No single metric, and especially the universally applicable h-index, is suitable for comprehensive evaluation of an individual's research impact.
Individual profiles at several, including national and specialist bibliographic databases should be analyzed to comprehensively evaluate global and local components of an individual's research productivity.
Various published works reflect priorities of research productivity across academic disciplines (e.g., conference papers in physics, journal articles in medicine, monographs in humanities).
A mere number of researcher publications, citations, and related metrics should not be viewed as a proxy of the quality of their scholarly activities.

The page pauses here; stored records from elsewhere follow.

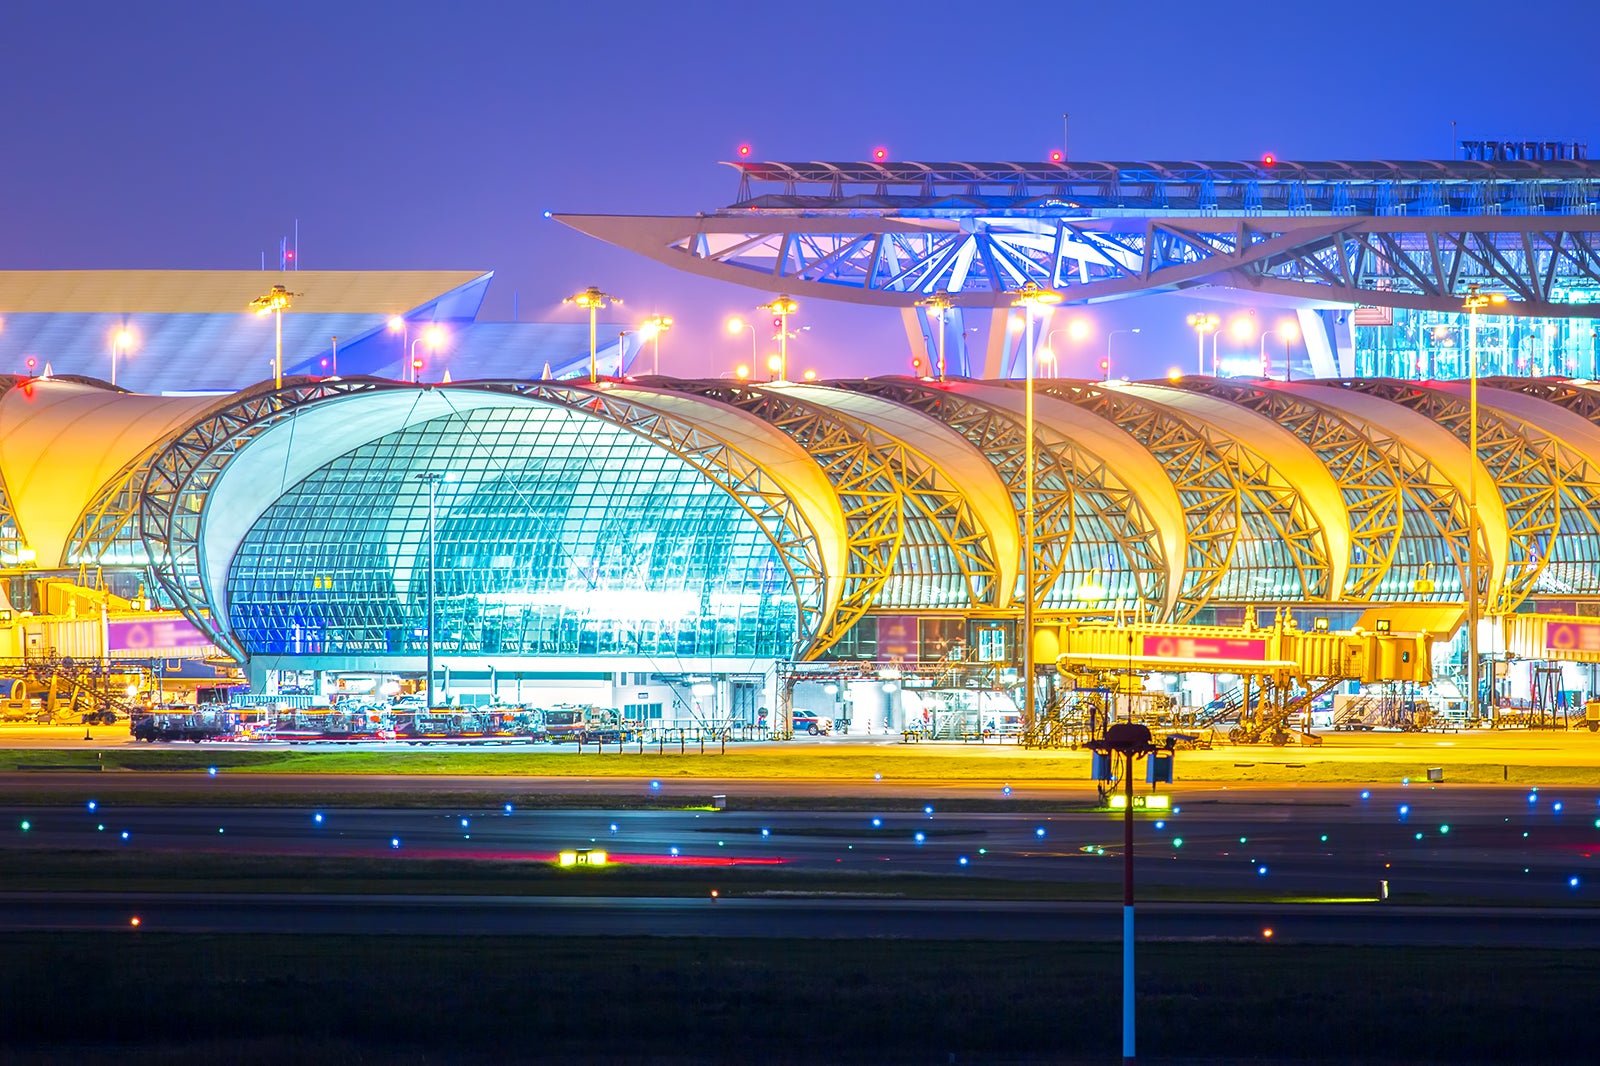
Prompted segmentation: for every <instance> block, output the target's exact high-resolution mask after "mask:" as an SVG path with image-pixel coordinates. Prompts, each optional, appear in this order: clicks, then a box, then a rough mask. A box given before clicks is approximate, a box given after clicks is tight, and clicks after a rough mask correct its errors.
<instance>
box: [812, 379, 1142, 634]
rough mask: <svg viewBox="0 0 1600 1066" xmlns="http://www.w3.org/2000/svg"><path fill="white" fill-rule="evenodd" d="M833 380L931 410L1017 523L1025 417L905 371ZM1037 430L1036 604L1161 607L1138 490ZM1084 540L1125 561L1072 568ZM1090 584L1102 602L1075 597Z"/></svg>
mask: <svg viewBox="0 0 1600 1066" xmlns="http://www.w3.org/2000/svg"><path fill="white" fill-rule="evenodd" d="M838 384H840V386H842V387H846V389H853V391H858V392H867V394H870V395H878V397H883V399H886V400H894V402H896V403H904V405H906V407H910V408H915V410H918V411H923V413H926V415H931V416H934V418H938V419H939V421H942V423H944V424H946V426H949V427H950V429H954V431H957V432H958V434H962V435H963V437H966V440H970V442H971V443H973V447H976V448H978V450H979V451H982V453H984V456H987V459H989V461H990V463H992V464H994V467H995V469H997V471H998V472H1000V477H1002V479H1003V480H1005V485H1006V490H1008V491H1010V493H1011V506H1013V507H1014V509H1016V514H1018V527H1019V528H1021V520H1022V514H1024V491H1026V490H1024V482H1026V466H1024V456H1026V447H1024V445H1026V437H1024V426H1022V419H1021V418H1018V416H1016V415H1014V413H1010V411H1005V410H1002V408H995V407H990V405H987V403H982V402H979V400H974V399H971V397H966V395H962V394H960V392H954V391H950V389H939V387H934V386H931V384H926V383H922V381H912V379H906V378H870V379H864V381H840V383H838ZM1034 437H1035V448H1034V456H1035V459H1034V514H1035V522H1034V527H1035V528H1034V575H1035V576H1034V602H1035V603H1037V605H1038V607H1040V608H1042V610H1046V611H1051V610H1054V611H1072V610H1080V611H1082V610H1104V608H1106V607H1117V608H1126V610H1136V608H1138V605H1141V603H1160V605H1165V603H1166V592H1168V591H1166V559H1165V554H1163V551H1162V544H1160V538H1158V536H1157V533H1155V527H1154V523H1152V522H1150V515H1149V512H1147V511H1146V507H1144V504H1142V503H1141V501H1139V498H1138V495H1134V493H1133V491H1131V490H1130V488H1128V487H1126V485H1125V483H1123V482H1122V479H1120V477H1118V475H1117V472H1115V471H1114V469H1112V467H1110V466H1109V464H1107V463H1106V461H1104V459H1102V458H1101V456H1096V455H1093V453H1090V451H1088V450H1086V448H1083V447H1082V445H1078V443H1077V442H1074V440H1070V439H1067V437H1064V435H1062V434H1059V432H1056V431H1054V429H1051V427H1050V426H1048V424H1046V423H1043V421H1035V424H1034ZM1085 535H1086V536H1085ZM1080 538H1085V539H1090V538H1091V539H1094V541H1102V539H1104V541H1110V543H1112V544H1115V547H1117V554H1118V557H1120V559H1118V562H1120V563H1122V565H1120V567H1112V565H1107V567H1093V565H1091V567H1082V565H1078V567H1075V568H1072V567H1070V563H1072V552H1070V549H1072V544H1074V543H1075V541H1077V539H1080ZM1098 571H1102V573H1104V578H1102V575H1101V573H1098ZM1088 583H1096V584H1094V587H1099V589H1104V599H1102V600H1098V602H1085V600H1083V597H1080V595H1078V589H1080V587H1083V586H1085V584H1088Z"/></svg>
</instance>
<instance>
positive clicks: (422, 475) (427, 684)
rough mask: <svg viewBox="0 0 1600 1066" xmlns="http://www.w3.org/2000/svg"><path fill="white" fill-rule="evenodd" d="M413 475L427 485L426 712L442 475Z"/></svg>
mask: <svg viewBox="0 0 1600 1066" xmlns="http://www.w3.org/2000/svg"><path fill="white" fill-rule="evenodd" d="M414 477H416V480H419V482H424V483H426V485H427V645H426V647H427V680H426V682H424V683H422V693H424V695H422V711H424V712H427V711H432V709H434V557H435V555H437V551H435V541H434V536H435V533H434V499H435V493H437V491H438V479H440V477H442V475H440V474H435V472H432V471H429V472H426V474H416V475H414Z"/></svg>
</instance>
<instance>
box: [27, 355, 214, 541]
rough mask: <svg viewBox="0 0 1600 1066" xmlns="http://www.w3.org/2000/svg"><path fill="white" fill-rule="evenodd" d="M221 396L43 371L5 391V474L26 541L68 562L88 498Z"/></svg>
mask: <svg viewBox="0 0 1600 1066" xmlns="http://www.w3.org/2000/svg"><path fill="white" fill-rule="evenodd" d="M214 405H216V397H158V395H136V394H131V392H115V391H112V389H106V387H98V386H91V384H83V383H77V381H59V379H50V378H38V379H32V381H24V383H22V384H19V386H16V387H14V389H10V391H6V394H5V395H3V397H0V477H3V479H5V488H6V493H10V496H11V507H13V511H14V512H16V520H18V528H19V531H21V535H22V543H24V544H26V546H27V547H30V549H34V552H37V557H38V565H40V567H64V565H67V562H66V551H67V541H69V539H70V538H72V531H74V528H75V527H77V522H78V517H80V515H82V514H83V507H85V504H86V501H90V499H94V496H96V493H98V491H99V488H101V487H102V485H104V483H106V482H109V480H110V479H114V477H115V475H117V472H118V471H122V467H123V466H125V464H126V463H128V461H130V459H133V458H136V456H138V455H139V453H142V451H146V450H147V448H150V447H152V445H155V443H157V442H160V440H163V439H166V437H168V435H171V434H174V432H179V431H182V429H187V427H189V426H190V424H194V423H195V421H197V419H198V418H200V416H202V413H203V411H205V410H208V408H211V407H214Z"/></svg>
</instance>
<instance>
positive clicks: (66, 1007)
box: [0, 932, 1600, 1066]
mask: <svg viewBox="0 0 1600 1066" xmlns="http://www.w3.org/2000/svg"><path fill="white" fill-rule="evenodd" d="M0 952H3V957H5V959H6V973H8V986H10V991H8V994H6V996H5V997H0V1031H3V1032H6V1048H5V1058H6V1061H8V1063H58V1061H69V1060H70V1061H74V1063H77V1064H78V1066H99V1064H101V1063H107V1064H109V1063H117V1064H118V1066H125V1064H128V1063H133V1064H139V1063H155V1061H160V1063H163V1064H170V1066H186V1064H189V1063H218V1061H227V1063H242V1064H246V1066H248V1064H253V1063H269V1061H270V1063H286V1061H293V1063H309V1064H317V1063H338V1064H339V1066H346V1064H347V1063H357V1061H386V1063H390V1061H392V1063H424V1061H426V1063H437V1061H450V1063H474V1064H475V1063H502V1061H552V1063H554V1061H562V1063H573V1061H586V1063H622V1061H651V1063H691V1061H693V1063H749V1061H766V1063H822V1061H827V1063H886V1064H896V1063H934V1061H936V1063H950V1061H954V1063H973V1061H1008V1063H1018V1061H1050V1063H1088V1061H1110V1060H1112V1058H1114V1056H1115V1053H1117V1050H1118V1032H1120V1029H1118V1004H1120V1000H1118V996H1120V983H1118V980H1117V973H1118V948H1117V946H1115V944H1059V943H1054V944H1026V943H981V941H894V940H862V941H837V940H830V941H800V940H787V941H744V940H715V941H707V940H651V938H582V940H578V938H571V940H568V938H517V936H499V938H413V936H365V938H363V936H328V938H296V936H272V935H253V936H176V935H149V933H142V932H130V933H126V935H75V933H50V935H6V936H0ZM1138 980H1139V1052H1141V1060H1144V1061H1147V1063H1178V1061H1186V1063H1192V1061H1197V1060H1206V1061H1218V1063H1221V1061H1226V1063H1253V1061H1274V1063H1277V1061H1299V1063H1333V1061H1341V1063H1349V1061H1360V1063H1379V1064H1384V1063H1430V1061H1432V1063H1445V1061H1450V1063H1506V1061H1515V1063H1574V1061H1590V1060H1592V1052H1594V1047H1592V1036H1590V1034H1589V1031H1587V1028H1586V1026H1584V1024H1574V1018H1579V1016H1581V1004H1582V1000H1584V997H1586V996H1587V994H1589V989H1594V988H1597V983H1600V960H1597V959H1595V957H1594V956H1592V954H1589V952H1579V951H1541V952H1534V951H1517V949H1470V951H1469V949H1419V948H1406V949H1386V948H1320V946H1291V944H1256V943H1251V944H1245V943H1203V944H1192V943H1149V944H1142V946H1141V954H1139V978H1138Z"/></svg>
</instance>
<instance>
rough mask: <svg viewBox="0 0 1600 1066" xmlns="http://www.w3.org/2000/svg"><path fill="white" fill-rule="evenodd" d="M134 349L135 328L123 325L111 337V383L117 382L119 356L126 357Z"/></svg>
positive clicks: (110, 356)
mask: <svg viewBox="0 0 1600 1066" xmlns="http://www.w3.org/2000/svg"><path fill="white" fill-rule="evenodd" d="M131 349H133V330H130V328H126V327H123V328H120V330H117V331H115V333H114V335H112V338H110V383H112V386H115V384H117V357H118V355H123V357H126V355H128V352H130V351H131Z"/></svg>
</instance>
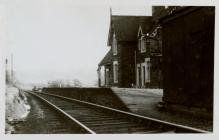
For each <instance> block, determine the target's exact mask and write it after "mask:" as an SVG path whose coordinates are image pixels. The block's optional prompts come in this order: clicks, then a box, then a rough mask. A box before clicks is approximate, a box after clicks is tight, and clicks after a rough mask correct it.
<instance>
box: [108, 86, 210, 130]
mask: <svg viewBox="0 0 219 140" xmlns="http://www.w3.org/2000/svg"><path fill="white" fill-rule="evenodd" d="M112 90H113V92H114V93H115V94H116V95H118V97H119V98H120V99H121V100H122V101H123V102H124V103H125V104H126V105H127V107H128V108H129V109H130V110H131V112H133V113H136V114H140V115H143V116H148V117H153V118H157V119H160V120H165V121H168V122H172V123H177V124H182V125H187V126H191V127H195V128H199V129H203V130H207V131H212V130H213V122H212V121H211V120H207V119H204V118H199V117H198V116H191V115H188V114H182V113H175V112H166V111H165V110H160V109H159V108H158V107H157V104H158V102H159V101H162V96H163V90H162V89H134V88H112Z"/></svg>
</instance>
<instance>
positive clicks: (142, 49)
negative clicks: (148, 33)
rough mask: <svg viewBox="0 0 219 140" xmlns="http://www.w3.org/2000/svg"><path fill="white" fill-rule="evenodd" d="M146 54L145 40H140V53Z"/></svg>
mask: <svg viewBox="0 0 219 140" xmlns="http://www.w3.org/2000/svg"><path fill="white" fill-rule="evenodd" d="M143 52H146V39H145V38H142V39H141V53H143Z"/></svg>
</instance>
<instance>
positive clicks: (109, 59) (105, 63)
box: [98, 49, 113, 66]
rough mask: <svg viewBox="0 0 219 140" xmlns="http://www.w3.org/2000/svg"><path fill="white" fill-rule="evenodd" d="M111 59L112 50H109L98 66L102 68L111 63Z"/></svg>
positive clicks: (98, 64) (111, 59)
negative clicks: (103, 65)
mask: <svg viewBox="0 0 219 140" xmlns="http://www.w3.org/2000/svg"><path fill="white" fill-rule="evenodd" d="M112 58H113V54H112V50H111V49H110V50H109V51H108V52H107V54H106V55H105V56H104V58H103V59H102V60H101V61H100V63H99V64H98V65H99V66H103V65H105V64H108V63H111V62H112Z"/></svg>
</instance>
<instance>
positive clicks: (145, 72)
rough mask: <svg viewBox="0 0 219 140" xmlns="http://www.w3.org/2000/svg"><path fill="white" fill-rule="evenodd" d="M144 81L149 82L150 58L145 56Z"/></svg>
mask: <svg viewBox="0 0 219 140" xmlns="http://www.w3.org/2000/svg"><path fill="white" fill-rule="evenodd" d="M145 64H146V67H145V71H146V72H145V82H150V58H145Z"/></svg>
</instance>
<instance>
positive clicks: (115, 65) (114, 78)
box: [113, 61, 118, 83]
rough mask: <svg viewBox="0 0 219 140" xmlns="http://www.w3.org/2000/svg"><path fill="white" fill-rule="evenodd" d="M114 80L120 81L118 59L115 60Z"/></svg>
mask: <svg viewBox="0 0 219 140" xmlns="http://www.w3.org/2000/svg"><path fill="white" fill-rule="evenodd" d="M113 79H114V80H113V81H114V83H118V61H114V62H113Z"/></svg>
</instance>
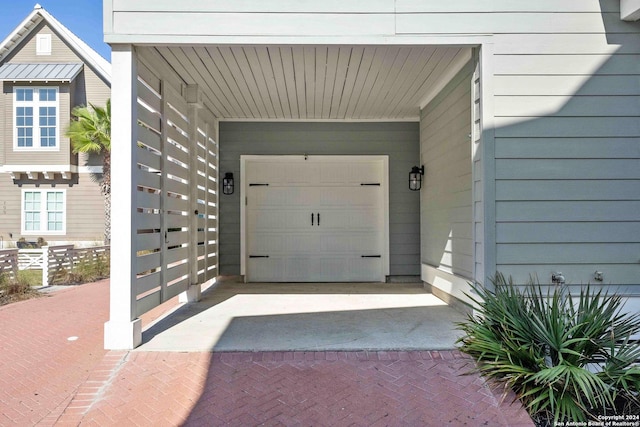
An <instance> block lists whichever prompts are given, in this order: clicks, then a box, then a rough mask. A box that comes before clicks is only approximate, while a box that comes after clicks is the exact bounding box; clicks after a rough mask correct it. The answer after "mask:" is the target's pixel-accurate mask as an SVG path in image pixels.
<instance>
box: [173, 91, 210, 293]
mask: <svg viewBox="0 0 640 427" xmlns="http://www.w3.org/2000/svg"><path fill="white" fill-rule="evenodd" d="M199 90H200V89H199V88H198V85H189V86H187V103H188V104H189V143H190V144H191V145H190V147H189V209H190V212H189V218H190V219H189V288H188V289H187V290H186V291H184V292H182V293H181V294H180V296H179V297H178V301H179V302H185V303H186V302H196V301H200V298H201V291H200V284H199V283H198V216H199V215H200V212H199V211H198V108H200V104H199V103H198V99H199V96H198V95H199V94H198V91H199ZM201 209H204V207H202V208H201ZM203 213H204V212H203Z"/></svg>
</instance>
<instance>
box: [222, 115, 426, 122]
mask: <svg viewBox="0 0 640 427" xmlns="http://www.w3.org/2000/svg"><path fill="white" fill-rule="evenodd" d="M218 121H220V122H260V123H262V122H302V123H307V122H313V123H379V122H384V123H389V122H401V123H407V122H408V123H415V122H419V121H420V116H419V115H416V116H412V117H403V118H382V119H313V118H302V119H300V118H284V119H283V118H269V117H267V118H264V119H263V118H255V117H248V118H243V117H229V118H225V117H220V118H218Z"/></svg>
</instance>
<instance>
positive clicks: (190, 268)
mask: <svg viewBox="0 0 640 427" xmlns="http://www.w3.org/2000/svg"><path fill="white" fill-rule="evenodd" d="M152 69H153V71H152ZM158 72H159V71H158V70H157V69H155V68H154V67H151V66H147V65H146V61H142V60H141V61H139V62H138V85H137V86H138V87H137V90H138V148H137V150H138V153H137V158H138V172H137V182H136V184H137V186H136V188H137V192H136V195H135V196H136V203H137V205H136V206H137V217H136V220H137V221H136V229H137V238H136V242H135V245H136V246H135V249H134V250H135V251H136V265H137V267H136V270H137V271H136V280H135V283H134V284H133V286H132V293H133V296H134V298H133V299H134V300H135V310H134V311H135V314H136V315H137V316H139V315H141V314H143V313H145V312H147V311H149V310H150V309H152V308H154V307H156V306H158V305H159V304H161V303H163V302H165V301H167V300H169V299H171V298H172V297H174V296H176V295H178V294H180V293H182V292H184V291H186V290H187V289H188V288H189V286H190V285H194V284H196V283H197V284H202V283H204V282H206V281H207V280H209V279H211V278H214V277H215V276H216V275H217V244H218V242H217V240H218V239H217V197H218V196H217V182H218V170H217V165H218V158H217V156H218V146H217V143H216V142H215V126H214V120H213V118H212V117H208V116H207V114H208V113H206V112H205V111H204V110H198V111H197V112H196V111H195V110H194V109H195V108H197V107H196V106H194V105H193V104H189V103H187V101H186V100H185V94H184V93H183V92H185V91H186V87H182V88H181V90H180V91H179V90H176V89H175V88H174V86H172V85H171V84H170V83H169V82H167V81H166V80H163V79H162V78H161V77H160V76H158V74H157V73H158ZM194 118H195V126H194V123H193V122H194ZM194 130H195V131H194ZM194 150H195V153H194ZM194 154H195V155H194ZM193 171H196V173H195V174H193V173H192V172H193ZM194 176H195V177H196V178H195V180H194V178H193V177H194ZM194 186H196V188H197V191H194ZM194 195H196V196H195V198H194ZM194 216H195V218H196V219H195V220H193V218H194ZM193 228H195V230H194V229H193ZM193 233H195V234H196V239H194V240H192V238H193ZM191 242H196V245H197V251H192V250H190V245H193V243H191ZM194 258H195V259H194ZM194 264H195V265H196V266H197V275H196V277H190V274H193V273H192V271H193V266H194Z"/></svg>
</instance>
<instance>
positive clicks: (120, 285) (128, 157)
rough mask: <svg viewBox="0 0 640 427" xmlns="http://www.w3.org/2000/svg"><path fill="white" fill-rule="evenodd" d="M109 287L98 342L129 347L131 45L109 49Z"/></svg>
mask: <svg viewBox="0 0 640 427" xmlns="http://www.w3.org/2000/svg"><path fill="white" fill-rule="evenodd" d="M111 64H112V81H111V105H112V108H111V111H112V116H111V147H112V150H111V162H112V163H111V192H112V194H113V195H114V196H115V197H113V198H112V200H113V203H112V206H111V209H112V213H111V226H112V230H113V232H112V239H111V286H110V309H109V321H108V322H106V323H105V325H104V347H105V348H106V349H109V350H118V349H132V348H135V347H137V346H138V345H140V343H141V342H142V328H141V322H140V319H136V318H135V317H134V316H135V303H136V293H135V289H134V285H135V280H136V248H135V244H136V240H135V239H136V224H135V222H136V171H137V144H136V141H137V117H138V114H137V105H138V104H137V69H136V53H135V50H134V48H133V46H132V45H114V46H112V51H111Z"/></svg>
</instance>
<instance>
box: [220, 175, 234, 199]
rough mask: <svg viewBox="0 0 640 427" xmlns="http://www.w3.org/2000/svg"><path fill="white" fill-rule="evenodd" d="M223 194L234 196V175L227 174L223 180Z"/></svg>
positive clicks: (222, 181) (225, 175)
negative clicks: (233, 175)
mask: <svg viewBox="0 0 640 427" xmlns="http://www.w3.org/2000/svg"><path fill="white" fill-rule="evenodd" d="M222 194H233V173H232V172H225V174H224V178H222Z"/></svg>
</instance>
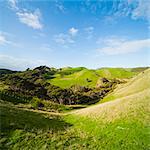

No any thresholds of number of publications, citations, and related metrics can be employed for distinguishing productive researchers from non-productive peers. Any such threshold (e.g., 50 articles) is arbitrary.
Optimal metrics for research evaluation should be simple, intuitive, and easily understandable for non-experts.
Quantitative indicators should complement, but not substitute, expert evaluation.
All author-level metrics are confounded by academic discipline, geography, (multi)authorship, time window, and age of researchers.
Productivity of early career researchers with a few publications and seasoned authors with established academic career and a large number of scholarly works should be evaluated separately.
Comprehensive research evaluation implies understanding of the context of all traditional and alternative metrics. When manipulation of publication and citation counts is suspected, the evaluation should preferably source information from higher-rank periodicals.